Terlepas dari cerita tentang wajah Gajah Mada, maka tak heran, jika di tahun 1928, Mohammad Yamin, muncul sebagai salah satu tokoh pemuda yang menggagas Kongres Pemuda II yang pada akhirnya melahirkan “Sumpah Pemuda”. Menurut Yamin dan kawan-kawan, Kongres Pemuda adalah jawabannya. Padahal, melaksanakan sebuah kongres di jaman penjajahan tentunya sangat riskan. Perlu keberanian, pemikiran, perhitungan, taktik dan strategi yang matang. Saat kaki salah melangkah ucapan salah disampaikan, bisa jadi peluru akan meletup dari ujung senapan. Tapi, Mohammad Yamin dan koleganya sangat yakin, apapun resikonya persatuan adalah modal utama mencapai kemerdekaan dan kejayaan seperti yang pernah diidamkan oleh pendahulunya Gajah Mada. Inilah mungkin sedikit benang emas Sumpah Pemuda dan Sumpah Palapa. Tidak bermaksud othak-athik mathuk, tapi di buku-buku sejarah tertulis begitu adanya.

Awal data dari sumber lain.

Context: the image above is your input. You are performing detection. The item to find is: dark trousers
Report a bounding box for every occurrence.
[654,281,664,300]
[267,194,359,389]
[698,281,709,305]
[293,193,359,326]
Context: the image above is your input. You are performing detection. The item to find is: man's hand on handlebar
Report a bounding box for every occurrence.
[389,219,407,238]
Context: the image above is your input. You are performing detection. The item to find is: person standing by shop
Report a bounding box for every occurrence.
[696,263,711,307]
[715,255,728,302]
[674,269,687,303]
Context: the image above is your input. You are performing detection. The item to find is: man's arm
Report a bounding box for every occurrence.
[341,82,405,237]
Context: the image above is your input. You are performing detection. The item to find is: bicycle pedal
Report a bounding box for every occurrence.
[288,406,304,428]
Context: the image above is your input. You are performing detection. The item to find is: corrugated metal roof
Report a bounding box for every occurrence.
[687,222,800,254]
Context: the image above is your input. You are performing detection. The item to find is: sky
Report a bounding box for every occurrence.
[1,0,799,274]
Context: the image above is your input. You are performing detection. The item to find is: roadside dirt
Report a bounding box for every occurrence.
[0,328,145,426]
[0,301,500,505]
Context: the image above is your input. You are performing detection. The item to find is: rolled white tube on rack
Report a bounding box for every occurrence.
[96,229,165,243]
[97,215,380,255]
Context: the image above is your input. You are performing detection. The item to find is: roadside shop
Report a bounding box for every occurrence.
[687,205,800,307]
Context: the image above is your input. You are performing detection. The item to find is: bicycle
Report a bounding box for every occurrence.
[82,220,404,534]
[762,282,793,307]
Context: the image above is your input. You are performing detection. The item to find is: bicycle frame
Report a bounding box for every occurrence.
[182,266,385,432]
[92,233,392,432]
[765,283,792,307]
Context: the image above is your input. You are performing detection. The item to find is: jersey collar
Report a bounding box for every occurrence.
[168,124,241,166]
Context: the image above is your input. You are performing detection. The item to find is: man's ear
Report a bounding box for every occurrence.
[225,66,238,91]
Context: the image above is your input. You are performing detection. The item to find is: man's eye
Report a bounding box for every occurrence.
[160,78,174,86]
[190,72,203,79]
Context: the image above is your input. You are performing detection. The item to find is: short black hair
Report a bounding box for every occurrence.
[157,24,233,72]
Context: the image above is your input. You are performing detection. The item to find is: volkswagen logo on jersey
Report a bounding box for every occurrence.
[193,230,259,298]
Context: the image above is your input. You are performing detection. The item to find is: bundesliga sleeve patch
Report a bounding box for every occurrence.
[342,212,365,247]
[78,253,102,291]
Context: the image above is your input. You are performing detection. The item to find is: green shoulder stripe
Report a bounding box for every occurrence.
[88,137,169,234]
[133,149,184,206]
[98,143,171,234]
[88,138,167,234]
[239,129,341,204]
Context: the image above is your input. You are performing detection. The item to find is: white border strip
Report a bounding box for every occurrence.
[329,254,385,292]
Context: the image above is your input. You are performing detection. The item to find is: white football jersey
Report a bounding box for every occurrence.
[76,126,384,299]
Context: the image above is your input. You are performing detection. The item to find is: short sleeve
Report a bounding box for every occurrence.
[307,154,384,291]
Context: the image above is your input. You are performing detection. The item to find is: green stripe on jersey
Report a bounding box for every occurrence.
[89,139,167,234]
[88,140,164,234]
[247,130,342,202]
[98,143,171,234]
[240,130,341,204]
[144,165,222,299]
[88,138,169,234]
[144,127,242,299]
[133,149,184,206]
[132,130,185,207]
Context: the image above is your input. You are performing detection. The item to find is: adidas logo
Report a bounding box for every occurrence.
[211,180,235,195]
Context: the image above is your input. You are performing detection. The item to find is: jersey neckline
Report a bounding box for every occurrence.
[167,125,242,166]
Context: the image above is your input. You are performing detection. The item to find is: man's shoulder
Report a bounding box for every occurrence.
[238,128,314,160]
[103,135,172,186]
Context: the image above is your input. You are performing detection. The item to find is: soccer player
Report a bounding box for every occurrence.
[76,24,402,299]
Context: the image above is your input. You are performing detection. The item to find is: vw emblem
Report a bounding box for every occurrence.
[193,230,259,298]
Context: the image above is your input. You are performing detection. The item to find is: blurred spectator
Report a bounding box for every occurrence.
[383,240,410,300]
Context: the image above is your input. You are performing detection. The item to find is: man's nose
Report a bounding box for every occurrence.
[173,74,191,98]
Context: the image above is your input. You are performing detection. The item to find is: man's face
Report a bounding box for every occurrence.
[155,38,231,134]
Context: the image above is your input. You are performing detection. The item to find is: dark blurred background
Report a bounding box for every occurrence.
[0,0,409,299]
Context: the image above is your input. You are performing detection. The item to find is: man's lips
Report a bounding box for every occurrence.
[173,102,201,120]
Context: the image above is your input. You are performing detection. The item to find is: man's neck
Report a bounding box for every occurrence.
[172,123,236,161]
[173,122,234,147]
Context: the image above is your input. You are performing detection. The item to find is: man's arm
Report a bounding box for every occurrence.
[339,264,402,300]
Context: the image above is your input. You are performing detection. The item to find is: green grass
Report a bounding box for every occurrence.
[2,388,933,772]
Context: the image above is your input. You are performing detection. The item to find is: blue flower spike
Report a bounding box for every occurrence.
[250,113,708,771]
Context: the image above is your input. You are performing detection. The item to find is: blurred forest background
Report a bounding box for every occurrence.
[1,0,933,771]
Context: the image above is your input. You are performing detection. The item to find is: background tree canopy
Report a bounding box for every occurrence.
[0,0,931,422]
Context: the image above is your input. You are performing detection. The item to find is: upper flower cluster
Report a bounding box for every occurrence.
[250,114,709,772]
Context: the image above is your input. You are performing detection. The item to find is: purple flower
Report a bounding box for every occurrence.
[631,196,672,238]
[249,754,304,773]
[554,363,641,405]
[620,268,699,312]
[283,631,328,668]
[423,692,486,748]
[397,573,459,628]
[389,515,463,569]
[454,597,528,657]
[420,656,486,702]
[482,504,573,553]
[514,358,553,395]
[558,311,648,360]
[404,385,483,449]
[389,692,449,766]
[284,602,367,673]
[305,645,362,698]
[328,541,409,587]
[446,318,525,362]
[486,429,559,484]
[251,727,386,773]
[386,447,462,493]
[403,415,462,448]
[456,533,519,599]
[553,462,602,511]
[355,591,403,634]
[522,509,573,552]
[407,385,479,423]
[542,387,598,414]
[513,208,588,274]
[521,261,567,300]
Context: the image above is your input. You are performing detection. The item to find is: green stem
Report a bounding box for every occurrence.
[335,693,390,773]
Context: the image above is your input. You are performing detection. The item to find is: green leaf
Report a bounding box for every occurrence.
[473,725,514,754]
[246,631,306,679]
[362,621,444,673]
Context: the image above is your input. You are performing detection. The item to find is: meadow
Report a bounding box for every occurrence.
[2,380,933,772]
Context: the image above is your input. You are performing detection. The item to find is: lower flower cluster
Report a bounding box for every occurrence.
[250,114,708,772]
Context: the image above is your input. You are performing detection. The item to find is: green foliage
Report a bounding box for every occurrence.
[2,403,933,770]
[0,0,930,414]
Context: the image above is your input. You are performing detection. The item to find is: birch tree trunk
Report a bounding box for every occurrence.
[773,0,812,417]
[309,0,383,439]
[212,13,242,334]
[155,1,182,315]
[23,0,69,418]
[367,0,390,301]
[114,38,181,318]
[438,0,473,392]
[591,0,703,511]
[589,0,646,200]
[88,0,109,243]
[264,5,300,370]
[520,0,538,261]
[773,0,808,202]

Begitulah, sejarah selalu jadi kaca benggala. Dengan melihatnya, tidak perlu terlalu bangga akan kejayaannya. Tapi tidak surut langkah melihat banyaknya kegagalan yang pernah tersurat di dalamnya. Semangat dan nilai-nilai kebaikan dari peristiwa sejarah inilah yang patut selalu diteladani oleh generasi muda agar tidak pernah salah dalam melangkah. Maju terus putra putri Indonesia. Selamat Hari Sumpah Pemuda.